Architects and their clients, back then, preferred to leave the structure’s concrete or steel skeleton and rough brick fabric visible and unbeautified in the new condominium apartments. Air-conditioning duct work was exposed, lighting fixtures and windows were industrial-size, and original concrete or rugged wooden flooring was often preserved, bare and not broadloomed. Interiors were to be austere, minimal. Chintzy upholstery and coziness of any sort were outlawed. Such was the vogue, anyway, a quarter-century ago, when the conversion of Toronto’s obsolete workshops and warehouses into housing was getting seriously under way.

As every design orthodoxy tends to do, however, Hard-Hat Sublime has mellowed over the years. This strategy of renovation still recalls the old building’s blue-collar origins, but without letting industrial plainness dictate every detail of the layout and furnishing.

All photos by Shai Gil

A couple of weeks ago, I visited an excellent example of this newer way of transforming and outfitting a former factory. It is located on a Victorian residential street on the city’s lower east side, and it belongs to composer Steve MacKinnon and saxophonist Colleen Allen.

When Mr. MacKinnon and Ms. Allen bought it in 2010, the structure they had to work with was a gloomy, glumly functional pavilion of brick and cinder block embracing 11,000 square feet of territory distributed over two levels. It fronted directly onto the sidewalk, covering its 50-foot-by-110-foot site entirely, so there was no room left for a garden or parking garage or a front porch.

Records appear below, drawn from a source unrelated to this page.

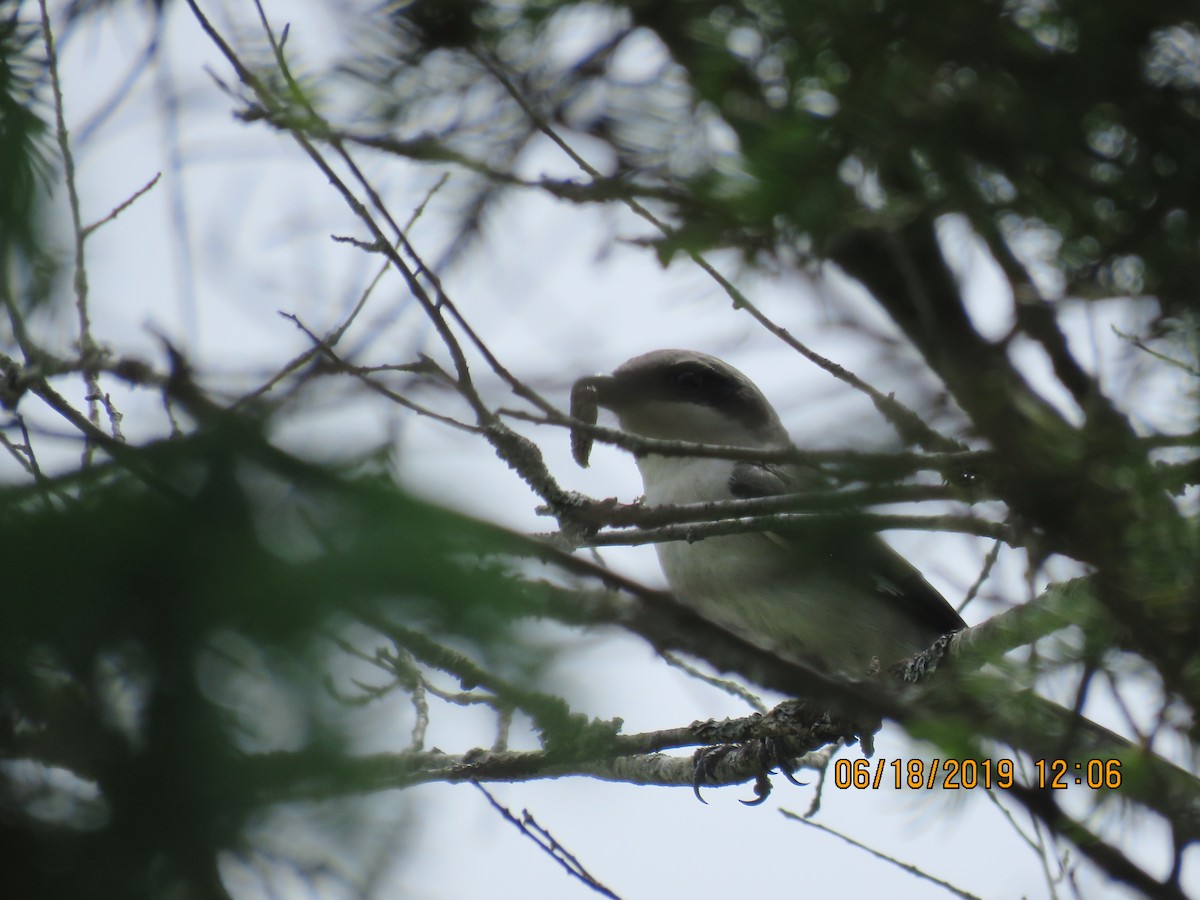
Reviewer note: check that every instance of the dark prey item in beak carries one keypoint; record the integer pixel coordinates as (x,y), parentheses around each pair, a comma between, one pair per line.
(585,407)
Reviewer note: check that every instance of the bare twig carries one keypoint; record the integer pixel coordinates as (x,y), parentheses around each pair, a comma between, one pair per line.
(546,841)
(88,348)
(905,867)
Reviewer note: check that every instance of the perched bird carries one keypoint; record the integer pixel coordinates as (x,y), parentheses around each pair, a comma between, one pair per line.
(837,597)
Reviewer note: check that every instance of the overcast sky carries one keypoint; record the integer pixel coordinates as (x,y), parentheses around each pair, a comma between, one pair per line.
(557,294)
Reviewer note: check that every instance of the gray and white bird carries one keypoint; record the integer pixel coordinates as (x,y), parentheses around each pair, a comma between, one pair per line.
(838,598)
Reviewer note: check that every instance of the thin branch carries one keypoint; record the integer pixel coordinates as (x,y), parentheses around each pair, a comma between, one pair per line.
(539,835)
(119,209)
(904,867)
(87,346)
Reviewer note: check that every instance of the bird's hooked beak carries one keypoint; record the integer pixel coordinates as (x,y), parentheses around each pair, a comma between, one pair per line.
(588,395)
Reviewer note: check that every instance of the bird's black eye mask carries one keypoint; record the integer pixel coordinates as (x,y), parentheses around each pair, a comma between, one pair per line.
(688,382)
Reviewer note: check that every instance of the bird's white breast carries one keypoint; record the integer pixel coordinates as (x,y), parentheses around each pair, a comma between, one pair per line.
(763,587)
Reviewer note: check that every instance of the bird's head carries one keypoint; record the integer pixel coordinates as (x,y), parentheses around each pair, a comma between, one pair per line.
(678,395)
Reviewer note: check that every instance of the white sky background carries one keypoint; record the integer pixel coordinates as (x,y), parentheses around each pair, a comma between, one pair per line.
(556,299)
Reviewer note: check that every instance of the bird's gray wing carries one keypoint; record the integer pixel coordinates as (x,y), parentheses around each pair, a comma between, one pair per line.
(846,547)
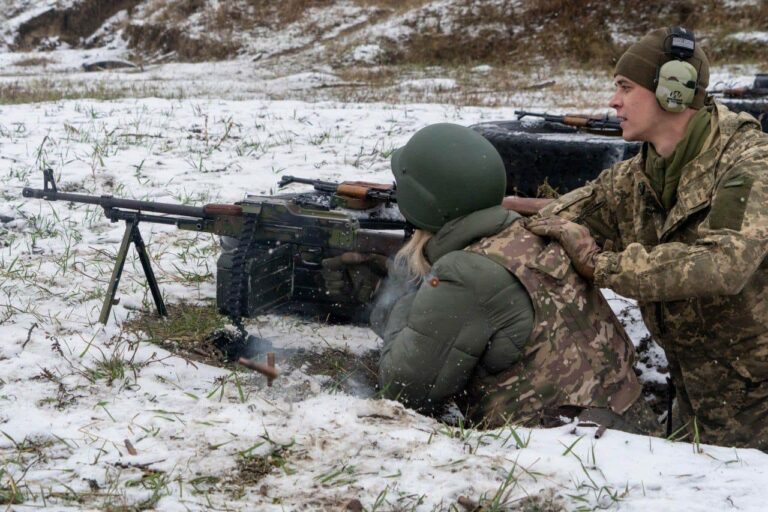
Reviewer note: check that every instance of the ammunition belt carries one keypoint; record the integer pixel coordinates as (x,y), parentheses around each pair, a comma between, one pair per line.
(236,299)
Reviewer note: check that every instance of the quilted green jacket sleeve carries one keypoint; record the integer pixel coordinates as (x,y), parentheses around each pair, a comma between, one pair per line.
(469,315)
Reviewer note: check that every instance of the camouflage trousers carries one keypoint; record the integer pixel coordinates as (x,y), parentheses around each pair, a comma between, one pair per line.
(638,419)
(717,405)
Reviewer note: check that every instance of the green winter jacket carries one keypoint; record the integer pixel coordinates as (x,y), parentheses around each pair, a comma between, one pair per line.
(477,320)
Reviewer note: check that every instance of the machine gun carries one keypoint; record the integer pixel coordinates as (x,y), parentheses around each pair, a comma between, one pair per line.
(758,89)
(597,125)
(273,245)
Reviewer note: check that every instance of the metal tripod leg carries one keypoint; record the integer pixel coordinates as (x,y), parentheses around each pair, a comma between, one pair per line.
(132,235)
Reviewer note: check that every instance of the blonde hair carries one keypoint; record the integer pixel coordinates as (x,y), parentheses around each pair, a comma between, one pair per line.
(411,255)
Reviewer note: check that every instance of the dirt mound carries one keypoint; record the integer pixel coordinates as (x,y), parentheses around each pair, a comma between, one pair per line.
(463,32)
(71,24)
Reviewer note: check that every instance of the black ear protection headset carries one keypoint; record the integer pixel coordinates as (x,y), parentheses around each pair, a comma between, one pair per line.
(676,81)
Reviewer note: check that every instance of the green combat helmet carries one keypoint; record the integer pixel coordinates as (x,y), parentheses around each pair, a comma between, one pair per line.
(446,171)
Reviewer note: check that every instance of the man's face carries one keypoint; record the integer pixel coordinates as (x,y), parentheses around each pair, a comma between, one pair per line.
(638,109)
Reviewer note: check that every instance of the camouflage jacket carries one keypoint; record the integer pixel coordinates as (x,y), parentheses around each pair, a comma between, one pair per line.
(578,354)
(468,331)
(698,271)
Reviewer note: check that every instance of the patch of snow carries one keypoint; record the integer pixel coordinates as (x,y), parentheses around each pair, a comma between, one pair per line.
(366,54)
(750,37)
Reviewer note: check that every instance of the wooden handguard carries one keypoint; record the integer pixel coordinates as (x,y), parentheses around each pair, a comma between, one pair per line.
(526,206)
(223,209)
(575,120)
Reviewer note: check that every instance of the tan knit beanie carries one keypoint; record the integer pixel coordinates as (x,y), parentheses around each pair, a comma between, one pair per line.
(641,62)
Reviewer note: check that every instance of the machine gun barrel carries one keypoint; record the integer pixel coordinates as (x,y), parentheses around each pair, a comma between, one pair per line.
(109,202)
(605,125)
(360,190)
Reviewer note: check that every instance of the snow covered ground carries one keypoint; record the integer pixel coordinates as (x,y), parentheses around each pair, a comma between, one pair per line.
(93,417)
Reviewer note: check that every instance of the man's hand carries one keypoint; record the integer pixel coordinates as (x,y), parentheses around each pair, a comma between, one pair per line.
(575,240)
(354,274)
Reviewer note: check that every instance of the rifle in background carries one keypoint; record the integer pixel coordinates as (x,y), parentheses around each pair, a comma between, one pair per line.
(758,89)
(596,125)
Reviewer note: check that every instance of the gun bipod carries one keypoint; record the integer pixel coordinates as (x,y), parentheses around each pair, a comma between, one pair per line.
(132,236)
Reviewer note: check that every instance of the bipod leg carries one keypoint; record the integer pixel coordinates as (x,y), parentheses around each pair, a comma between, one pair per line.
(109,300)
(148,272)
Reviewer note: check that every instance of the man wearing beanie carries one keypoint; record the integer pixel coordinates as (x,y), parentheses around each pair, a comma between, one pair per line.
(683,228)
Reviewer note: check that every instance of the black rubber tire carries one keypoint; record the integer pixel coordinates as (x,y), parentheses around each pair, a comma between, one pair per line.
(758,107)
(536,152)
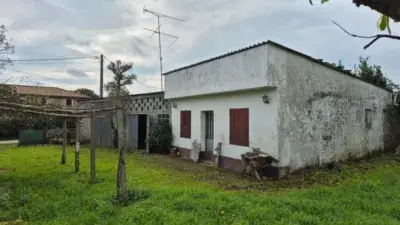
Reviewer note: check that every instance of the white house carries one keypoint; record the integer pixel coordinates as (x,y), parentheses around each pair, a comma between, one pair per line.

From this chunk, the couple wanted to carve out a spacious, comfortable residence for themselves and their teenaged daughter, a practice and rehearsal space for Ms. Allen, a recording and writing studio for Mr. MacKinnon, and plenty of storage area. And they wanted their factory, at the end of the day, to look like a factory, as practical and low-profile as it had been when full of machinery.

For help with realizing their various ambitions, the couple turned to Toronto architect Richard Librach and the interior designers at Blue Hat Studio. Here are some things that have come out of the close collaboration among the artistic professionals and the owners.

Mr. Librach has preserved the old streetside façade of dun and red brick so faithfully, for example, you might not guess that anyone lives and works behind it. In fact, it looks so little like a home (however defined) that, upon my arrival at the address, I thought I had come to the wrong place. Mr. MacKinnon said his daughter thinks it has the charm of a Shoppers Drug Mart. I disagree. It has less charm than a Shoppers – all the charm, that is, of what it is: a very ordinary workshop front after a renewal in the hands-off manner I’m calling Hard-Hat Sublime.

Or this is the way it can seem until one stops, looks closely and sees – as I did, eventually, after driving past the front a couple of times – that an oblong has been quietly subtracted from the lower storey of the façade. The front door and the entrance to a parking pad and passageway are in this inconspicuous cavity, which, at a glance, can be mistaken for a loading dock.

This passage leads deep into the building’s centre, which Mr. Librach has hollowed out to create a secluded, high-walled courtyard. Framed by a wing containing the family’s living quarters and by a rear wing in which Ms. Allen practices and works, this garden seems more European than Canadian – a delightful spot of the kind one can find in countries where courtyard housing is more common than it is here.

Once past the front door, the visitor can better grasp how well the old and the new have been married in the interior design.

The wooden bones of the building – the tall pillars, the beams and rafters – are doing their work in full view. The floors on the first level are concrete, as they were in the original structure, though now they are warmed by embedded heating circuitry.

Long lines, large glazed openings, a sense of breadth and airiness, the unadorned, unconcealed wood and concrete, uncomplicated appointments – these features recall the machine-age character of the former workshop, but without interpreting it too seriously. Their straightforwardness and suave efficiency also seem appropriate in a project that’s still very much a workplace for the busy musicians who own it.